最強のスキル、家事だけど異世界で大活躍!?
「えっ…? 異世界、ですか?」
佐藤光は目の前に広がる風景に驚きながらも、自分が何をすればいいのか分からなかった。ついさっきまで、家で洗濯物を畳んでいただけだ。それが、気づいたら見知らぬ場所に立っている。青い空、広がる緑の草原、そして目の前にはローブを着た老人――どうやら、この老人が自分を召喚したらしい。
「おぉ、勇者よ! おぬしを異世界へと召喚したのじゃ!」
老人は大げさに手を広げ、まるで劇の一幕のように語り始めた。
「勇者…? いや、待ってください。僕、ただのサラリーマンなんですけど…」
「いやいや、心配するな。おぬしの持つ“最強スキル”がこの世界を救うのじゃ!」
「最強スキル…? 僕、特に剣も魔法も使えませんが…」
光は困惑しながらも、自分に何か特別な力があるとは思えなかった。会社では地味に事務作業をこなし、家では家事を淡々とこなすだけの日々。とても世界を救えるようなスキルなんて持っているとは思えない。
「ふむ、ではおぬしのスキルを確認してみようかの」
老人は杖を振りかざし、光の周りに魔法陣のような光が現れた。すると、老人の目に何かが映し出される。

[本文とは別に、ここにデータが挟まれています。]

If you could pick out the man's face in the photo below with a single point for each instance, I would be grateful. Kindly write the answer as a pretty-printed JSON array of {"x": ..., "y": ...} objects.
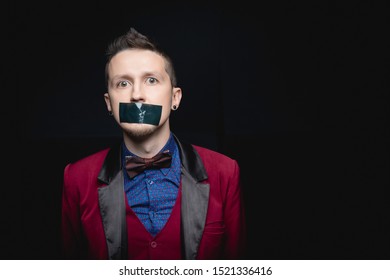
[{"x": 140, "y": 76}]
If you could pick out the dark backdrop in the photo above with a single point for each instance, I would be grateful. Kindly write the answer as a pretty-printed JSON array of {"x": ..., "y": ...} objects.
[{"x": 294, "y": 92}]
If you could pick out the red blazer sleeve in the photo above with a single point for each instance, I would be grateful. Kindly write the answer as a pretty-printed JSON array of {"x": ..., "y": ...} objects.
[{"x": 234, "y": 214}]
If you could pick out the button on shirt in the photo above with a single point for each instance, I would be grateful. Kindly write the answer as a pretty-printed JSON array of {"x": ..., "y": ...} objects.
[{"x": 152, "y": 193}]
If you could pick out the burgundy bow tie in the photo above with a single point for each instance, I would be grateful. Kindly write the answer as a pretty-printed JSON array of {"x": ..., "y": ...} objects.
[{"x": 136, "y": 165}]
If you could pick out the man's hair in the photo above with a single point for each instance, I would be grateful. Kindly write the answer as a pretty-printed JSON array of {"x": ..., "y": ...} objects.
[{"x": 135, "y": 40}]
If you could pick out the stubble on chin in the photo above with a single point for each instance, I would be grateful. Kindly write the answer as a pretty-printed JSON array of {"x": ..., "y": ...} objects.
[{"x": 139, "y": 132}]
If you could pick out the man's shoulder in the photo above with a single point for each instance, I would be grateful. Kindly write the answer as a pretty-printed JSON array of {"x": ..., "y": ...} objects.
[{"x": 92, "y": 160}]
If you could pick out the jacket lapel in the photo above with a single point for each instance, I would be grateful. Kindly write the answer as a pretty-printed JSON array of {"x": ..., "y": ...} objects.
[
  {"x": 112, "y": 205},
  {"x": 195, "y": 198}
]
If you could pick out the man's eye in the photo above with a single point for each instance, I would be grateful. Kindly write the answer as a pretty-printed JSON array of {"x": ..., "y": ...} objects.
[
  {"x": 123, "y": 84},
  {"x": 152, "y": 80}
]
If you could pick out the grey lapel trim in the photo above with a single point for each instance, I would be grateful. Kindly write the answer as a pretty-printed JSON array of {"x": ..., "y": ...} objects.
[
  {"x": 195, "y": 199},
  {"x": 112, "y": 205}
]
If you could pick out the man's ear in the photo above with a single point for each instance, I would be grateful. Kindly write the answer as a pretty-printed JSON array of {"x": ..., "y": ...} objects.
[{"x": 108, "y": 101}]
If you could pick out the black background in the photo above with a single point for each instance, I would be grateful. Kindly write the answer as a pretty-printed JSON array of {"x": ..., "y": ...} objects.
[{"x": 296, "y": 93}]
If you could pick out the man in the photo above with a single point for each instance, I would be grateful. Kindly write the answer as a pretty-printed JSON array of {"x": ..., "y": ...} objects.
[{"x": 121, "y": 204}]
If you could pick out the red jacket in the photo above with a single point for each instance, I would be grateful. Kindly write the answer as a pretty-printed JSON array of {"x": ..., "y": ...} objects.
[{"x": 97, "y": 222}]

「ほほぅ! これは珍しい、いや、まさに最強のスキルではないか!」
「えっ? なんですか、僕のスキルって…」
「"家事スキル"じゃ!」
「か…家事スキル!?」
思わず、光はずっこけそうになった。家事が異世界で最強だなんて、そんな馬鹿な話があるだろうか。だが、老人は本気のようだった。

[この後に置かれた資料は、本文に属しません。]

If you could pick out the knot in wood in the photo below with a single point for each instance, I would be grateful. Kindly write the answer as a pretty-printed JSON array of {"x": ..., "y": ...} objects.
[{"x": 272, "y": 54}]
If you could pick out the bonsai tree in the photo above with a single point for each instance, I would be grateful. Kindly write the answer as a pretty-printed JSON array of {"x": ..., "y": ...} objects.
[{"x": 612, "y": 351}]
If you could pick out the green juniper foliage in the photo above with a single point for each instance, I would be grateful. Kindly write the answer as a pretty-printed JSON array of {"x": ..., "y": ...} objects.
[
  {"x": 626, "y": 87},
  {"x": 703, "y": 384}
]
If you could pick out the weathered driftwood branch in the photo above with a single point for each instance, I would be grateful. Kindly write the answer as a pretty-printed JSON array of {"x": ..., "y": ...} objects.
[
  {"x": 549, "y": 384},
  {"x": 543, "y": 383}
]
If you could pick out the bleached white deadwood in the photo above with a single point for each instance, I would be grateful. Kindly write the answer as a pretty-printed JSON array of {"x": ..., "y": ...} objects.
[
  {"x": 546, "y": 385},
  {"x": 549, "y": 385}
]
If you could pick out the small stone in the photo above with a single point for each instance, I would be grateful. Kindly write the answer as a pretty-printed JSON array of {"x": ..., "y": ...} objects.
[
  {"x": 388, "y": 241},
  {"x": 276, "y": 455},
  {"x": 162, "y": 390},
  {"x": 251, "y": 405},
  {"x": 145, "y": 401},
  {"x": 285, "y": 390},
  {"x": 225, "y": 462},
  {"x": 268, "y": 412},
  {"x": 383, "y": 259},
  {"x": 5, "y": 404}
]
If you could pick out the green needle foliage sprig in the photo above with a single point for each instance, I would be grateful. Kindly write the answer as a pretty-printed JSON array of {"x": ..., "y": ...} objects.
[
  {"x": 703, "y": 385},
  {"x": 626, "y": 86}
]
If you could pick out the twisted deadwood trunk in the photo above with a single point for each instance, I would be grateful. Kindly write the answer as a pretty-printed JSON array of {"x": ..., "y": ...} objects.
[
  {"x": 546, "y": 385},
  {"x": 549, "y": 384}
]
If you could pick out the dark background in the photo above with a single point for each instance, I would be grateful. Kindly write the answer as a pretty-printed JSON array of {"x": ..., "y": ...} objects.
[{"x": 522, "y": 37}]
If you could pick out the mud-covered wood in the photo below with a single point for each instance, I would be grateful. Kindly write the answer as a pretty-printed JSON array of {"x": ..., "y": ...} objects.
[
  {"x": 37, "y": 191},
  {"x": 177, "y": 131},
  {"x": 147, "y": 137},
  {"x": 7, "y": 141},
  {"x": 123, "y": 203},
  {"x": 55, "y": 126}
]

「この世界では家事のスキルが極めて珍しく、貴重なのじゃ。おぬしのような掃除、料理、洗濯に長けた者が少ないゆえ、国中が困っておる。家事スキルを極めれば、あらゆる問題を解決できるであろう!」
光はまだ信じられなかったが、どうやらこの世界では本当に家事が重要なスキルらしい。仕方なく、彼はそのスキルを試してみることにした。
※ ※ ※
まず、光が連れてこられたのは一つの小さな村だった。そこでは水不足や食料の問題、モンスターの襲撃に村人たちが悩まされていた。何から手をつければいいのか考えあぐねていると、一人の村人が頼んできた。

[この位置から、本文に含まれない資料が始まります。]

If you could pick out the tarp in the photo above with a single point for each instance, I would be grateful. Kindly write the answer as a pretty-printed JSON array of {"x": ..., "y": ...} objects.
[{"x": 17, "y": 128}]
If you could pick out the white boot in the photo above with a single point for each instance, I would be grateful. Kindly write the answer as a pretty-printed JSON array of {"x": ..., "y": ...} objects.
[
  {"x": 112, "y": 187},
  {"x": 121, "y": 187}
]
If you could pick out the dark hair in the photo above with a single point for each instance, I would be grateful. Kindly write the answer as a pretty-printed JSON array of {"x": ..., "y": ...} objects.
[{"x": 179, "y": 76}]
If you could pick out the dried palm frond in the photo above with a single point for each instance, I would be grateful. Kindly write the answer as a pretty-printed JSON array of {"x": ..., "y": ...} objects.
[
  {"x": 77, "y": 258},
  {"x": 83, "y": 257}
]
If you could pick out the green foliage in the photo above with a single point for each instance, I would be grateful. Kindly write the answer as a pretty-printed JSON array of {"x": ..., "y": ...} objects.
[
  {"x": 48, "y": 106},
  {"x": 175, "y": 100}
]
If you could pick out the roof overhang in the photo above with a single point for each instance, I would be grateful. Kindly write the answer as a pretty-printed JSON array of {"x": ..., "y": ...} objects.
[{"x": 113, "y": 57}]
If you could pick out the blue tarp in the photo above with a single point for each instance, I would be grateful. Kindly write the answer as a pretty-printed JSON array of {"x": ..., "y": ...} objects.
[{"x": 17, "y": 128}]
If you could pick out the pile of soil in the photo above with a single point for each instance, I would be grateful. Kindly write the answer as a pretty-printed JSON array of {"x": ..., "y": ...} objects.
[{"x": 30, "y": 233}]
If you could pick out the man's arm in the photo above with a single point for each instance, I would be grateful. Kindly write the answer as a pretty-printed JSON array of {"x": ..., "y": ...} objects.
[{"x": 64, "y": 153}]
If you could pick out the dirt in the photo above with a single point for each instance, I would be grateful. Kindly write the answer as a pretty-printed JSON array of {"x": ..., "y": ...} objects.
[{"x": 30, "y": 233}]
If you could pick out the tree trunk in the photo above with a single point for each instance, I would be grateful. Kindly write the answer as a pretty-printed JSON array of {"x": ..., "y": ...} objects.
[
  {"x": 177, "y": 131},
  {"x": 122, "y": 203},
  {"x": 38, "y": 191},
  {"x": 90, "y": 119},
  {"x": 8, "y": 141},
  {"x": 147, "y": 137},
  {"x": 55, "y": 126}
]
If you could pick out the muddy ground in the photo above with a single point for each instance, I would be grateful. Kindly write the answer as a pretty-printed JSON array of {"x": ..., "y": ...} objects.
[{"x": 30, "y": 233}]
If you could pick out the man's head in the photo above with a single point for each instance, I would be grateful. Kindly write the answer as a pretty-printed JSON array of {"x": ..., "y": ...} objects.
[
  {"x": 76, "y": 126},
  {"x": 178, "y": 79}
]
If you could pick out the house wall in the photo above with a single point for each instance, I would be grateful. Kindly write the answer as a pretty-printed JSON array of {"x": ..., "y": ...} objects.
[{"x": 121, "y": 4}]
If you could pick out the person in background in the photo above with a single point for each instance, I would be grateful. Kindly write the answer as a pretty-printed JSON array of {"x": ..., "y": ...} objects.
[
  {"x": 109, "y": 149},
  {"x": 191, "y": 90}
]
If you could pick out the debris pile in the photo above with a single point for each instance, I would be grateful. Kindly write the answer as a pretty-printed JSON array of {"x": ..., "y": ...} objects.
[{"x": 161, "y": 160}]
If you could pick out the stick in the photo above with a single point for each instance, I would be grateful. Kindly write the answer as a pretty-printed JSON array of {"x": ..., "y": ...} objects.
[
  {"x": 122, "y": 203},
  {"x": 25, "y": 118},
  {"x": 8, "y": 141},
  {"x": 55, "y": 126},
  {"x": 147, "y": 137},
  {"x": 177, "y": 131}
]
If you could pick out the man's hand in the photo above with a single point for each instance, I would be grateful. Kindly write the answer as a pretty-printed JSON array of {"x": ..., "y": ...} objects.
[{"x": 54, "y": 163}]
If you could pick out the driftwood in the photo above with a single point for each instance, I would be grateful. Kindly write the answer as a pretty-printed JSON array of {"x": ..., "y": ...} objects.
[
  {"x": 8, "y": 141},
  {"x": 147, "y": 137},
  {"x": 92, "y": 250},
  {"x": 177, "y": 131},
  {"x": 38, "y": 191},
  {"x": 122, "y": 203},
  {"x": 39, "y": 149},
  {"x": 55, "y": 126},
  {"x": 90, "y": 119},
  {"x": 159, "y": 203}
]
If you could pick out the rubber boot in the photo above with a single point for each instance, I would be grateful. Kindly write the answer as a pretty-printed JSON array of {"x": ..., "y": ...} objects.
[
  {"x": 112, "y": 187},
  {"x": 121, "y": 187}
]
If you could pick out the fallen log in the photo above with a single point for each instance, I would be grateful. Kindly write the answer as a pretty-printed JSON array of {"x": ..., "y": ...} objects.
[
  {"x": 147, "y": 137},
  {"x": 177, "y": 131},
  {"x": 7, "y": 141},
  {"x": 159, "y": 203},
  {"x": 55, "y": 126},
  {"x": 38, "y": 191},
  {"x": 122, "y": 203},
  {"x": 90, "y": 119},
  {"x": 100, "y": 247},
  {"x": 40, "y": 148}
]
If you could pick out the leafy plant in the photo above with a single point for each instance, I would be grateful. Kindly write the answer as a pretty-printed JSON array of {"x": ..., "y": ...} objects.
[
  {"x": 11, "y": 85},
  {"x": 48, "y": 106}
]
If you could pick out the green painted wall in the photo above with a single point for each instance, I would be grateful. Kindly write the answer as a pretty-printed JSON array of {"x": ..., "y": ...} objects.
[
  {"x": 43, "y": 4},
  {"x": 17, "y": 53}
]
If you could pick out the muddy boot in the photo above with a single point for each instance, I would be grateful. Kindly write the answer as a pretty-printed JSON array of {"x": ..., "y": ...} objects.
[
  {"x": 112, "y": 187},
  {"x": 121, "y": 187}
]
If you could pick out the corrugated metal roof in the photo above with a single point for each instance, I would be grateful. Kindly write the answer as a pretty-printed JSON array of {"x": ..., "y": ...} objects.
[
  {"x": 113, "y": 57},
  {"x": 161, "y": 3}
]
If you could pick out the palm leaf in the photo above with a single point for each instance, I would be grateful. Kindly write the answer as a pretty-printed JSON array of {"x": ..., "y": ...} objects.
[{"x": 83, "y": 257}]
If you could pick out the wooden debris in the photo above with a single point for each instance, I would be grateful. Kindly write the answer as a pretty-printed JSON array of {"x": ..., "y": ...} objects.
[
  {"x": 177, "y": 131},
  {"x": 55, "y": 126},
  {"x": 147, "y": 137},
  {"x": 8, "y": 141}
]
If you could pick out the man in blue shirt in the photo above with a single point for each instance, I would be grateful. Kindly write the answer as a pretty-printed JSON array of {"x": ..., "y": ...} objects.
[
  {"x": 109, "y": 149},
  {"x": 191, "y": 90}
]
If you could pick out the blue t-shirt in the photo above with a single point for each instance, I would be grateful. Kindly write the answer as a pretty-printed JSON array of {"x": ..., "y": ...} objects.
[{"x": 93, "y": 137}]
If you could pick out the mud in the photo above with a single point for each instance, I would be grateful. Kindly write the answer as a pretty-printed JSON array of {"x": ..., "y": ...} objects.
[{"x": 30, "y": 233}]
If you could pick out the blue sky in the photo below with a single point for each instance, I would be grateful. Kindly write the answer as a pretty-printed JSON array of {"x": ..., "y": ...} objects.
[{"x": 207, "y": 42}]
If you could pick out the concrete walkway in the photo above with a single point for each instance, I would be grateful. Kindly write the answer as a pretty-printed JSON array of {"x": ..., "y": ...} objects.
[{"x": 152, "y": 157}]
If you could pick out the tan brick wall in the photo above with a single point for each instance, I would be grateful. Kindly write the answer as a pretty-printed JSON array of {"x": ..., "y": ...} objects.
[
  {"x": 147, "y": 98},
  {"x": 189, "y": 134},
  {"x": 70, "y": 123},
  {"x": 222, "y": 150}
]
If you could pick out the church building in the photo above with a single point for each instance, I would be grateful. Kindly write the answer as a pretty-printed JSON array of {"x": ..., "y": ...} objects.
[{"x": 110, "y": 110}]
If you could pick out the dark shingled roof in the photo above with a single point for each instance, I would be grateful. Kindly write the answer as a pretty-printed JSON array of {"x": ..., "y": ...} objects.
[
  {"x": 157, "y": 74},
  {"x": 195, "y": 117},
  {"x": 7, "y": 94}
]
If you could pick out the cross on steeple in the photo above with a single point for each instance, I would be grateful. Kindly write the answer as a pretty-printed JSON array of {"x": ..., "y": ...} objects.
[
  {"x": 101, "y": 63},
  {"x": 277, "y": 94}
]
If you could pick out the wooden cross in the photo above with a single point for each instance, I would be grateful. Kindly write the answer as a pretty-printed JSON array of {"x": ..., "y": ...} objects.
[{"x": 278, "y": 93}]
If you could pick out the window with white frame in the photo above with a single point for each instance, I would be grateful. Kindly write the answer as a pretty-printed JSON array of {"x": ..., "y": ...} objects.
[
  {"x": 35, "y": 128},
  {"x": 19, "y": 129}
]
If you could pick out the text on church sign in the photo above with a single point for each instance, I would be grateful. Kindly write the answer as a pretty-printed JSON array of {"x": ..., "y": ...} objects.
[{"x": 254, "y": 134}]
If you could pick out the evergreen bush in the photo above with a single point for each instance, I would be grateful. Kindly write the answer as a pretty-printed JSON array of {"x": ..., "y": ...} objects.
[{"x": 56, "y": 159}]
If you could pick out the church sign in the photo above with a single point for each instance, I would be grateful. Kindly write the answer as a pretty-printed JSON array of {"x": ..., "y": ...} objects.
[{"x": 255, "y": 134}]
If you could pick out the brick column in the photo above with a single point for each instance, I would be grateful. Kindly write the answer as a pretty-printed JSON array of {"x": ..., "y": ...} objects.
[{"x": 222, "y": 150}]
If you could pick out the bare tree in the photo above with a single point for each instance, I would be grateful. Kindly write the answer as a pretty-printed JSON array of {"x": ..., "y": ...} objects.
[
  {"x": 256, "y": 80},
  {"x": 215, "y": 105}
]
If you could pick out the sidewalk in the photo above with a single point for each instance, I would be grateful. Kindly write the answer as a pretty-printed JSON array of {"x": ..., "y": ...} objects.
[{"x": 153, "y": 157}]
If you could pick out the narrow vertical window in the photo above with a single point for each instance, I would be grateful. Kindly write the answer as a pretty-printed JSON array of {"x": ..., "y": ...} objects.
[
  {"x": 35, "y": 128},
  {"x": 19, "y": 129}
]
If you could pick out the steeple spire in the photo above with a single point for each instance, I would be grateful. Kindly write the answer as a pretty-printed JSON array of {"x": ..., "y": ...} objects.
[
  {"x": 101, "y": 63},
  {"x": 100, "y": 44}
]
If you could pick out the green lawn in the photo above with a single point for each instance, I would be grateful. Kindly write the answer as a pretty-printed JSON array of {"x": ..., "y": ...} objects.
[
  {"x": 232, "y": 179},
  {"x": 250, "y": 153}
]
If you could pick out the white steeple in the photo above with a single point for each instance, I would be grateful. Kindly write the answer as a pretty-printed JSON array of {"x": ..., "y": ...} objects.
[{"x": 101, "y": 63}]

「すまない…井戸が枯れてしまって、水が足りないんだ。どうにかならないか?」
光は、しばし考え込んだ。
「水が足りないのなら、節約できる方法を考えましょう。まずは、洗濯の効率を上げるために、一度に大量の洗濯物をまとめて洗う方法を教えます。そして、野菜の洗浄水を再利用して掃除にも使うんです!」
村人たちは驚いたが、光の言う通りにすると、みるみるうちに水の使用量が減り、村の水不足はあっという間に解決した。
「すごい! こんな簡単なことで…!」
「それから、モンスターの襲撃が心配なら、村の周りに植物で作った簡単な柵を作りましょう。そうすれば、モンスターも近づけません。ついでに、その植物は村の畑で育てて食料にもできますよ!」
そのアイデアは村人たちをさらに驚かせた。光の家事スキルは、ただの日常的なものではなく、この世界では驚異的な力を発揮していたのだ。
※ ※ ※
数日後、村は劇的に変わっていた。水不足も解消され、食料も豊富になり、村人たちの生活は豊かになった。そして、モンスターの襲撃もほとんどなくなった。
「家事だけで、こんなに世界が変わるなんて…」
光は自分のスキルが本当に役に立ったことに驚きながらも、少し誇らしげに笑った。そして、彼はこの世界での新しい生活を続けることを決意する。